En esos paradisíacos parajes en medio del trópico, Amadeo había pasado sus años mozos entre retozo y retozo, su fama de parrandero traspasó fronteras, al punto que aun estando vivo, lo consideraban leyenda, igual al hombre caimán.

El cansancio y el hambre obligaron a los viajeros a detener el viaje, en un extraño restaurante de carretera, que anunciaba su plato estrella con enormes letras dibujadas en trozos de madera, «Caldo parao, para resucitar muertos».

Sin pensarlo dos veces, entre bostezo y bostezo, dejaron el carro bajo la sombra de un enorme caracolí florecido, con los vidrios abajo y las puertas abiertas, para darle ventilación al hombre inquieto, como solía llamarlo en vida ella.

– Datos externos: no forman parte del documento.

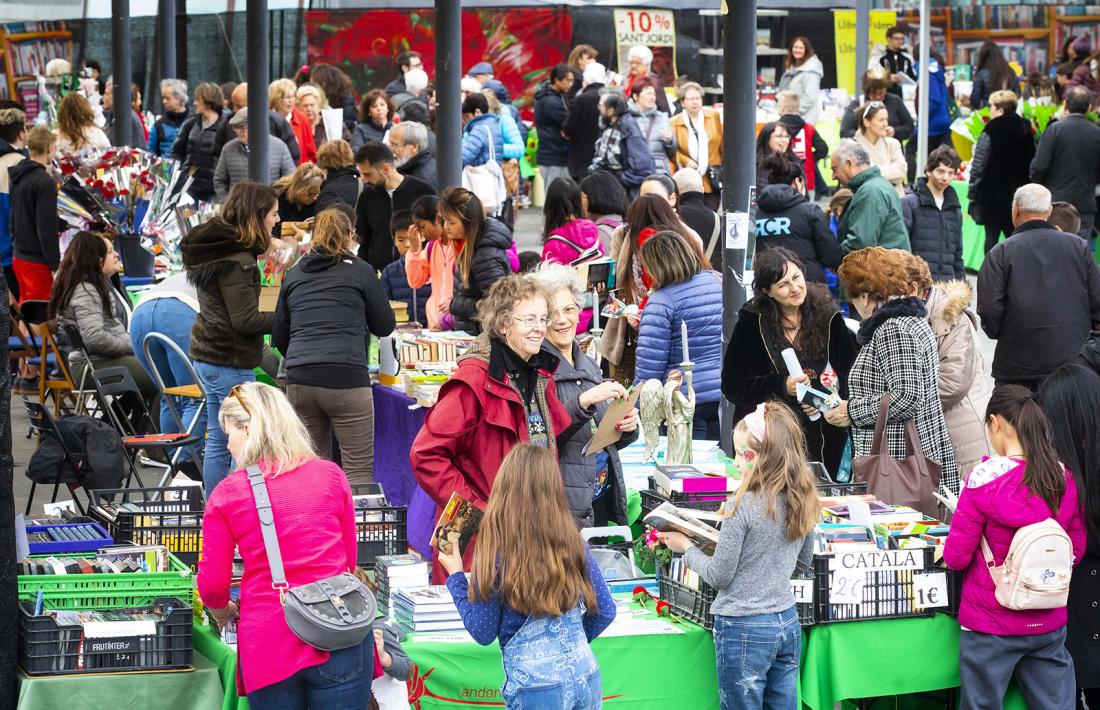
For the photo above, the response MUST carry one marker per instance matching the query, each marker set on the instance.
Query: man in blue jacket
(550, 116)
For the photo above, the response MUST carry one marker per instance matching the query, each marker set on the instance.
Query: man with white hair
(174, 101)
(873, 216)
(640, 59)
(582, 127)
(1038, 293)
(408, 140)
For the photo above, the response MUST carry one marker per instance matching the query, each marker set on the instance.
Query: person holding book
(535, 587)
(1023, 484)
(766, 536)
(315, 521)
(499, 395)
(594, 485)
(329, 306)
(432, 264)
(790, 313)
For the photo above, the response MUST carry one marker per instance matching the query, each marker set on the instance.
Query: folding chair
(35, 313)
(116, 390)
(178, 392)
(72, 468)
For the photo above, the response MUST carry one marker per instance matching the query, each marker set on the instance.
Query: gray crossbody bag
(331, 613)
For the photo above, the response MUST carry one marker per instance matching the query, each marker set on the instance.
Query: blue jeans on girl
(218, 381)
(758, 661)
(548, 665)
(173, 318)
(341, 683)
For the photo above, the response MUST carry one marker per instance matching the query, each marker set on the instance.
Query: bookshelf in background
(28, 47)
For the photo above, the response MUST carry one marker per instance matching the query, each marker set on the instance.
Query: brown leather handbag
(910, 481)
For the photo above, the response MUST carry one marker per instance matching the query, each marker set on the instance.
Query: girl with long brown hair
(534, 586)
(482, 244)
(765, 537)
(1023, 484)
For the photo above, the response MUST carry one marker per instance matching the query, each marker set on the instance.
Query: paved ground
(528, 237)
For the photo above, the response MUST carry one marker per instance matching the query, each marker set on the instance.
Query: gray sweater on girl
(752, 564)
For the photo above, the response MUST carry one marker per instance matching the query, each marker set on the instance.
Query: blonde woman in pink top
(316, 524)
(435, 263)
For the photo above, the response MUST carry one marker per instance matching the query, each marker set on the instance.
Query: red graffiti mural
(520, 44)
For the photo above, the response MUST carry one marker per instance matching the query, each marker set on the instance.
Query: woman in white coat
(803, 74)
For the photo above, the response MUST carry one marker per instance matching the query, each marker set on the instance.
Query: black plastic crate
(380, 531)
(169, 516)
(693, 604)
(836, 490)
(47, 648)
(886, 594)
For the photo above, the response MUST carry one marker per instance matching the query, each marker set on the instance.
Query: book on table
(699, 525)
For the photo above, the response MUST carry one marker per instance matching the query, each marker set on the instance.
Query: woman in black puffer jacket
(483, 244)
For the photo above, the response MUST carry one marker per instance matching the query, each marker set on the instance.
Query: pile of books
(396, 572)
(426, 609)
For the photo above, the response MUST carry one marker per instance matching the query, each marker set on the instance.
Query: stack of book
(397, 572)
(426, 609)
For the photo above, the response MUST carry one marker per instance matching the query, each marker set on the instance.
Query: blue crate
(63, 546)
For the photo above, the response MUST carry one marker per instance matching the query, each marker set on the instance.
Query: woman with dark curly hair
(790, 313)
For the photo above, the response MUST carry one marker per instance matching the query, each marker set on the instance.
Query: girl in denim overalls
(536, 588)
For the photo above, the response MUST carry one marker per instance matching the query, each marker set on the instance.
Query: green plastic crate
(108, 591)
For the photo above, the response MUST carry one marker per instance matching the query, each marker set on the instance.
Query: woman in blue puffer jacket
(682, 291)
(481, 127)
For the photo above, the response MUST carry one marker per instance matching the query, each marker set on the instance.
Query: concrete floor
(528, 237)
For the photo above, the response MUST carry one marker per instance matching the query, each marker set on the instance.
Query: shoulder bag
(910, 481)
(330, 613)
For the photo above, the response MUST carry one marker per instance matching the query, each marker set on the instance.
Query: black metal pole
(738, 166)
(259, 77)
(166, 22)
(121, 68)
(448, 98)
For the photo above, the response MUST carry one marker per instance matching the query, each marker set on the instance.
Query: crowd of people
(870, 296)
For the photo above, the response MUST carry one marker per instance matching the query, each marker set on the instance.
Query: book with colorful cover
(460, 516)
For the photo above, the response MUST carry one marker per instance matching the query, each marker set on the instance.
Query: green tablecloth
(649, 672)
(887, 657)
(209, 644)
(200, 689)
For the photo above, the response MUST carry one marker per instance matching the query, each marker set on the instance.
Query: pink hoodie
(579, 236)
(996, 503)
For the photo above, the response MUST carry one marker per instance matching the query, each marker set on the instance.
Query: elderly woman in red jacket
(501, 395)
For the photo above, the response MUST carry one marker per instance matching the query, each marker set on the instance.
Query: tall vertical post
(259, 73)
(121, 69)
(166, 31)
(862, 40)
(738, 167)
(448, 97)
(922, 89)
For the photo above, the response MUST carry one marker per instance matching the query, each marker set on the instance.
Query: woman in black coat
(482, 260)
(789, 313)
(341, 177)
(1070, 397)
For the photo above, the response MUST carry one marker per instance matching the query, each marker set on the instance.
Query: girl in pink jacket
(1023, 484)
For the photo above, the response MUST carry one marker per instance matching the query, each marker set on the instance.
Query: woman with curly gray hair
(593, 483)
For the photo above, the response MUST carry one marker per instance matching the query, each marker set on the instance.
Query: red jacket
(304, 132)
(479, 418)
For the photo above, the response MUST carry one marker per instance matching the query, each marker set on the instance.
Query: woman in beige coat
(964, 384)
(876, 135)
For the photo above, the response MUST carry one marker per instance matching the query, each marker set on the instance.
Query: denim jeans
(548, 665)
(341, 683)
(218, 381)
(758, 661)
(173, 318)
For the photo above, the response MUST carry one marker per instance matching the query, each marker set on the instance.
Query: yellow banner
(844, 24)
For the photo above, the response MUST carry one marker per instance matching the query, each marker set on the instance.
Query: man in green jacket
(873, 216)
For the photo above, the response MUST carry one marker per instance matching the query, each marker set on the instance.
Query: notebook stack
(396, 572)
(426, 609)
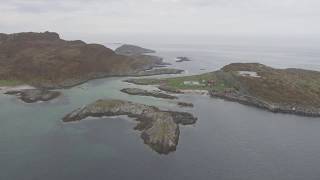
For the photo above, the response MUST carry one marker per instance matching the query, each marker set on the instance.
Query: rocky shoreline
(182, 59)
(34, 95)
(159, 129)
(275, 108)
(141, 92)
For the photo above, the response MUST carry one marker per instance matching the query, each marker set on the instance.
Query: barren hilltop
(45, 60)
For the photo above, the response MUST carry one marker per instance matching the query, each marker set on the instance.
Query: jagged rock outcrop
(132, 50)
(182, 59)
(185, 104)
(160, 129)
(34, 95)
(44, 60)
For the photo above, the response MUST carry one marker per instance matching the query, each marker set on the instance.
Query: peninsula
(44, 60)
(294, 91)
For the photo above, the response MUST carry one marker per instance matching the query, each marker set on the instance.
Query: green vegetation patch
(10, 82)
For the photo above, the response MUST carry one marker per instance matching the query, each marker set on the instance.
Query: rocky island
(132, 50)
(34, 95)
(294, 91)
(141, 92)
(182, 59)
(159, 129)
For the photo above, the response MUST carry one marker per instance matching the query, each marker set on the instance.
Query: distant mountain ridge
(46, 60)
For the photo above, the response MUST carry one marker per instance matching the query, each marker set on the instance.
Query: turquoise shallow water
(230, 141)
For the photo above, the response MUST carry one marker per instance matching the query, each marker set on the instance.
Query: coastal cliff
(159, 129)
(294, 91)
(44, 60)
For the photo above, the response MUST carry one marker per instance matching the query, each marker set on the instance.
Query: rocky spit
(34, 95)
(159, 129)
(159, 71)
(141, 92)
(182, 59)
(276, 108)
(185, 104)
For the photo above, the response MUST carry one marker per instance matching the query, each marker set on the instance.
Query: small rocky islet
(159, 129)
(65, 64)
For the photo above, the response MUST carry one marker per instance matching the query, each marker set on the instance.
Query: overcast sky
(240, 17)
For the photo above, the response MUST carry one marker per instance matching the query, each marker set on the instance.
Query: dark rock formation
(44, 60)
(132, 50)
(182, 59)
(160, 129)
(35, 95)
(170, 89)
(141, 92)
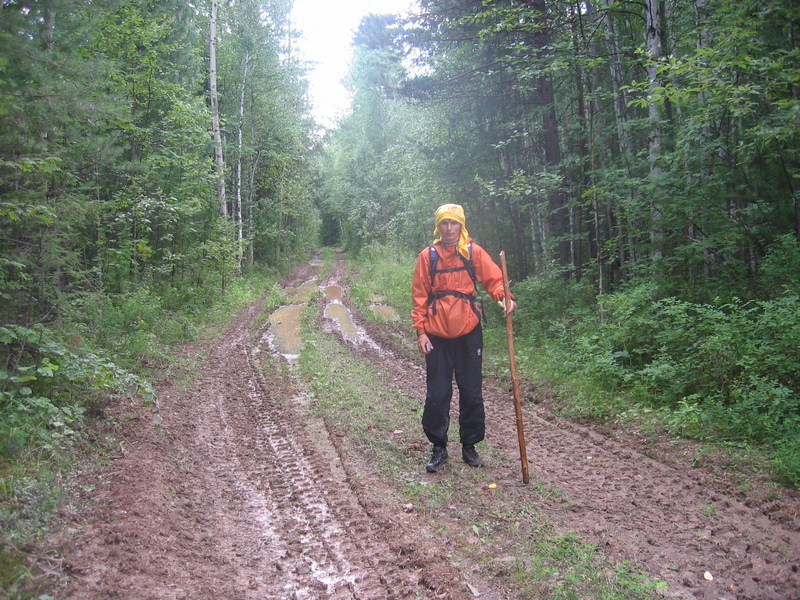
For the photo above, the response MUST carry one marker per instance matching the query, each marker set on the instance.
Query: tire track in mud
(675, 522)
(243, 497)
(246, 495)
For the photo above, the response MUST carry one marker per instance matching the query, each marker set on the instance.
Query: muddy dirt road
(239, 492)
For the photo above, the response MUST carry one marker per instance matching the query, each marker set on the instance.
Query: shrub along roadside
(725, 372)
(350, 395)
(55, 385)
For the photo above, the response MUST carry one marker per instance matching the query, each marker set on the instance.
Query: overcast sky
(327, 28)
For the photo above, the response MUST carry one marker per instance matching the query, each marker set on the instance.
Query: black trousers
(461, 356)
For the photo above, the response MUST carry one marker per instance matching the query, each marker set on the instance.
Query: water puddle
(341, 314)
(284, 336)
(333, 292)
(303, 293)
(384, 312)
(285, 326)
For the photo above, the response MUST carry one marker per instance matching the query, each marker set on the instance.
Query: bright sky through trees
(326, 29)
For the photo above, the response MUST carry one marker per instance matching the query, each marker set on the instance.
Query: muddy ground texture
(234, 490)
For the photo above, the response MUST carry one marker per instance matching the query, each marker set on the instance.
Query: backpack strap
(468, 266)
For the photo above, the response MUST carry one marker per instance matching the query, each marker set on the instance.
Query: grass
(38, 479)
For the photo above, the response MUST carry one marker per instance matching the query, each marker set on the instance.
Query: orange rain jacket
(454, 316)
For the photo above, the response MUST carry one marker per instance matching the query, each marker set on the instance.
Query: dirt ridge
(242, 493)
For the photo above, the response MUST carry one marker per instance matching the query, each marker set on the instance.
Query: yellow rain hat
(454, 212)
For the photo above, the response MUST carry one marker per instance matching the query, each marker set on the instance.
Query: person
(449, 333)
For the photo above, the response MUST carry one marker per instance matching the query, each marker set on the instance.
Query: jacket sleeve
(488, 273)
(420, 289)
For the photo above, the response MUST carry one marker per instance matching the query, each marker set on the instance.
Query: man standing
(448, 324)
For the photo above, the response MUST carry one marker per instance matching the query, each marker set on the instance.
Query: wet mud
(242, 493)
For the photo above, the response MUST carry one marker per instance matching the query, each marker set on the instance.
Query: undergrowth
(55, 384)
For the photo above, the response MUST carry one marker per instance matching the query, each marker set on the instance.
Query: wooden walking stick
(512, 359)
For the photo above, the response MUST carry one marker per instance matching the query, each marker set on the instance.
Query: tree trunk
(559, 216)
(653, 42)
(215, 127)
(240, 237)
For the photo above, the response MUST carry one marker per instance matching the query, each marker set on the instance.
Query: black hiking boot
(438, 458)
(471, 456)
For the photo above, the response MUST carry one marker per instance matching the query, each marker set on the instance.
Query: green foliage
(780, 269)
(388, 272)
(46, 387)
(725, 371)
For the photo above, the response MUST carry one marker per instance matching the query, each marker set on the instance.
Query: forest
(637, 161)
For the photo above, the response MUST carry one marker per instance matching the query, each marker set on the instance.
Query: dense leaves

Dalia Azucena entró presurosa al enorme cobertizo, seguida del somnoliento conductor, sentándose bajo un viejo ventilador de techo, que arrastraba las paletas emitiendo quejidos que amenazaban desarmarlo en cualquier momento, y allí se dedicaron a degustar el caldo levanta muertos, olvidándose por un momento, del fiambre que cargaban desde temprano en el carro.

Entre tanto se habían acercado al carro dos hermosas mujeres, que años antes conocieran al muerto, y cuando vieron que era el famoso Amadeo, exclamaron sin ningún recato, «Amadeo, Amadeo cálmame mi deseo» frase que rondaba entre las fiestas de pueblo, con rajaleñas y tambores: El aroma del caldo levanta muertos, y la exclamación de las dos lugareñas, resucitaron al muerto, que sin premura abrazó a las dos bellas y entre bromas y morisquetas se dirigieron al puerto donde se embarcaron en una canoa río arriba, rumbo al no sé dónde, unos dicen que se fue a Carmen de Bolívar, otros, que las encantadoras mujeres se lo llevaron a las montañas de Luriza, en todo caso esto nadie lo sabe a ciencia cierta.

Desde entonces, Dalia Azucena se sienta en el muelle todos los ocasos a deshojar margaritas, mientras pregunta esperanzada a las aguas del río de la Magdalena, si sabe si Amadeo aún la quiere.Fabio José Saavedra Corredor.